What should be an effective devops code merge and branching strategy for Azure data factory

Smriti, Smriti 65 Reputation points
2024-07-25T18:51:23.5566667+00:00

I have data factory instances in dev environment, stg environment and prod environment. dev ADF is connected with a git repo. branching strategy for a regular feature is feature branch -- > stg branch {collaboration} --> publish happens and arm templates generated in stg_adf_publish branch -->deployed to stg ADF for QA ---> After successful QA deployed to prod ADF ---- then stg to main PR is done . Main branch acts as the golden copy/latest prod blueprint.

Now i have another ADF in stg environment for handling quick/hot fixes which is called release ADF. Here the same Repo is connected keeping main branch as collaboration branch and publish branch i prd_adf_publish. Currently What is the strategy:

A hot fix in prod ADF is fixed by creating a fix branch from main and once development is done Pr created to main then publish from main and the live mode gets updated the QA test the fix in this ADF and once QA done, deploy the code to Prod ADF through prd_adf_publish branch.

Now PRD fix is deployed, from main to stg branch sync the fix to stg and then again deploy the feature and fix in normal stg ADF to allow QA test the feature in presence of the fix.
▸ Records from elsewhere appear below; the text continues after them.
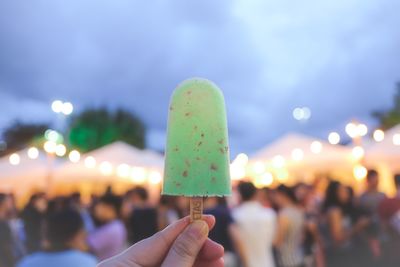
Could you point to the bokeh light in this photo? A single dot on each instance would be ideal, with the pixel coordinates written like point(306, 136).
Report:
point(90, 162)
point(14, 159)
point(74, 156)
point(379, 135)
point(297, 154)
point(61, 150)
point(316, 147)
point(106, 168)
point(33, 153)
point(334, 138)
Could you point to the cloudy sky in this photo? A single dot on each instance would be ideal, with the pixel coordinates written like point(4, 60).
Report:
point(338, 57)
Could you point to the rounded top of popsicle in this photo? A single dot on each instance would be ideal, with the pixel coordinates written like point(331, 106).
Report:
point(198, 83)
point(197, 151)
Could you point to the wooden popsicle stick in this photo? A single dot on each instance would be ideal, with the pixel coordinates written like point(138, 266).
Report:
point(196, 208)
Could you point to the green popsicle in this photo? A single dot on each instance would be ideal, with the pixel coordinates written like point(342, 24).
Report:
point(197, 156)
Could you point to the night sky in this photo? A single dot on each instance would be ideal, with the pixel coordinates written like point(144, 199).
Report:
point(340, 58)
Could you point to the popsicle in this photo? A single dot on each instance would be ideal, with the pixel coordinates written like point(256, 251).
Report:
point(197, 150)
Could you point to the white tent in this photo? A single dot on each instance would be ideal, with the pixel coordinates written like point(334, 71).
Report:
point(313, 151)
point(114, 155)
point(386, 151)
point(306, 156)
point(28, 174)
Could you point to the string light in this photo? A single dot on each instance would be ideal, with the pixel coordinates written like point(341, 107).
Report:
point(90, 162)
point(61, 150)
point(155, 177)
point(106, 168)
point(33, 153)
point(74, 156)
point(297, 154)
point(359, 172)
point(358, 152)
point(316, 147)
point(278, 161)
point(334, 138)
point(379, 135)
point(14, 159)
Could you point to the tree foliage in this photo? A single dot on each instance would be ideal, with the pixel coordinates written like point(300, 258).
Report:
point(390, 118)
point(94, 128)
point(20, 135)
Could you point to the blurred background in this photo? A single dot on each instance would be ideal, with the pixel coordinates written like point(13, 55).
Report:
point(312, 91)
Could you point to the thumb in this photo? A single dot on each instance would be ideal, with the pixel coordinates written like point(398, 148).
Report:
point(184, 250)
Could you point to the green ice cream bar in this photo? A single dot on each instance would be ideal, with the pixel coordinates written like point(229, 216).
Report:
point(197, 151)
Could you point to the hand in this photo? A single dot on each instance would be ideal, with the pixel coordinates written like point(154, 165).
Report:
point(182, 244)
This approach has some issues and some expert advice and solutions :

  1. We are not able to follow a standard or best practice of updating the main branch after prod deployment. In fix deployment we are deviating from the process as we update the main branch just before prod deployment. Please help in setting up the right branching for this use case.
  2. there are some Managed private endpoints and managed Integration runtimes in each ADF whose name are environment specific. Like in dev there is an MPE like dev-mpe-1 and in stg it is stg-mpe-1 and prod has prd-mpe-1 having their properties as per their environment. If i am in stg branch in dev ADF and create a PR to main {where main already have stg-mpe-1 from the stg release factory}, the PR will merge the dev-mpe-1 in main and the publishing from both these branches will include dev and stg mpes in ARM templates. Please suggest a solution for preventing cross environment parameter issues.
  3. In stg the publish_config will contain stg_adf_publish branch while in main it will contain prd_adf_publish branch. During code merge within these branches, i want to preserve the publish_config.json contents in the respective environments. I don't want the values to change in their respective environments otherwise the publish branch will change in dev and release factory. How can I achieve this???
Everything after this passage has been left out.